我々がモデルにしたのは、ヨーロッパのクラブ、例えばスペインのバルセロナです。17万人のソシオ(会員)が支え、サッカーをはじめバスケットボールやハンドボールなど様々なプロチームが運営されている市民クラブです。スポーツが地域に根付いているヨーロッパと日本では事情が違い、新潟ではまず「チームありき」から始めました。チーム名を統一したからこそ、「アルビレックスすなわち新潟」とアピールすることもできます。そしてアルビを新潟の公共財ととらえてくれるムードが育ってきたのだと思います。

こうしたスポーツチームの存在は新潟におけるスポーツのレベルの底上げも果たしました。
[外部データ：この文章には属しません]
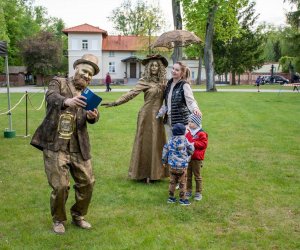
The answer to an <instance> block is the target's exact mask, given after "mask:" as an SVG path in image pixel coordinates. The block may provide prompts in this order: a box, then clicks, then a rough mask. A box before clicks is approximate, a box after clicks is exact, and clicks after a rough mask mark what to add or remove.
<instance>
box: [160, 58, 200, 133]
mask: <svg viewBox="0 0 300 250" xmlns="http://www.w3.org/2000/svg"><path fill="white" fill-rule="evenodd" d="M171 74H172V78H171V79H170V80H169V81H168V82H167V86H166V89H165V93H164V104H163V106H162V107H161V109H160V111H159V113H158V114H159V116H162V115H163V114H164V113H165V116H164V123H165V129H166V133H167V137H168V138H171V136H172V127H173V126H174V125H175V124H176V123H182V124H184V125H188V119H189V115H190V114H191V113H193V114H195V115H198V116H202V113H201V111H200V109H199V107H198V104H197V101H196V100H195V98H194V95H193V91H192V88H191V86H190V83H189V78H190V74H191V73H190V69H189V68H188V67H187V66H186V65H185V64H183V63H182V62H176V63H175V64H174V65H173V68H172V71H171Z"/></svg>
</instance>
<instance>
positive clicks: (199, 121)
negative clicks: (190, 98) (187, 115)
mask: <svg viewBox="0 0 300 250" xmlns="http://www.w3.org/2000/svg"><path fill="white" fill-rule="evenodd" d="M189 121H191V122H193V123H195V124H196V125H197V127H200V128H201V127H202V118H201V116H199V115H195V114H191V115H190V117H189Z"/></svg>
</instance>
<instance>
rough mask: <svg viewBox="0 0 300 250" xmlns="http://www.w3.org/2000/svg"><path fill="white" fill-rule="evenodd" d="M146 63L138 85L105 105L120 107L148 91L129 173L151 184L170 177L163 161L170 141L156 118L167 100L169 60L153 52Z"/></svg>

サッカーのアルビレックス新潟からは、各世代で日本代表選手が選ばれるようになりました。しかも新潟出身の代表選手が生まれ、次世代の代表候補も続々と連なっているのです。フル代表として世界の舞台に立つのも時間の問題でしょう。
また陸上やウィンタースポーツでも、五輪出場を果たすトップアスリートを各チームが輩出しています。こうした日本の代表選手たちが競技生活の拠点に新潟を選んだことで、彼らが身近な存在となりそのプレーを見て成長する子供たちが次の時代を作るという、良い循環が生まれてゆきます。

各アルビレックスが今後どのように連携して活動を行ってゆくかについてはいろんな夢を描いています。例えばジュニアの育成に関る下部組織の一体化、そこで子供たちが自分に合ったスポーツを見つけ指導を受ければ、才能の発掘にもつながります。また、スポーツフェスティバルのようなイベントを共同開催し、アルビの選手や指導者から子供たちが自由に指導を受けるという形もあります。様々なスポーツに接する機会の提供、複数のアルビが存在するというのはそんな役割も果たせるのです。

スポーツは直接心に訴え感動を与えてくれます。情熱を持って応援できるチームが地元にあれば、人生を楽しめますし世代を超えたコミュニケーションの良いきっかけにもなるでしょう。元気なスポーツチームを地域が持つことによる効果は、まことに意義のあるものです。またスポーツは人間形成に大きな役割を果たします。努力の大切さを理解し、協調性を養ってくれます。各チームはそうした役割を担うに相応しい存在として、努力し成長して欲しいと思います。
アルビレックスの挑戦は、まだ道半ばです。各チームが地域に愛され歩んでゆくことを願ってやみません。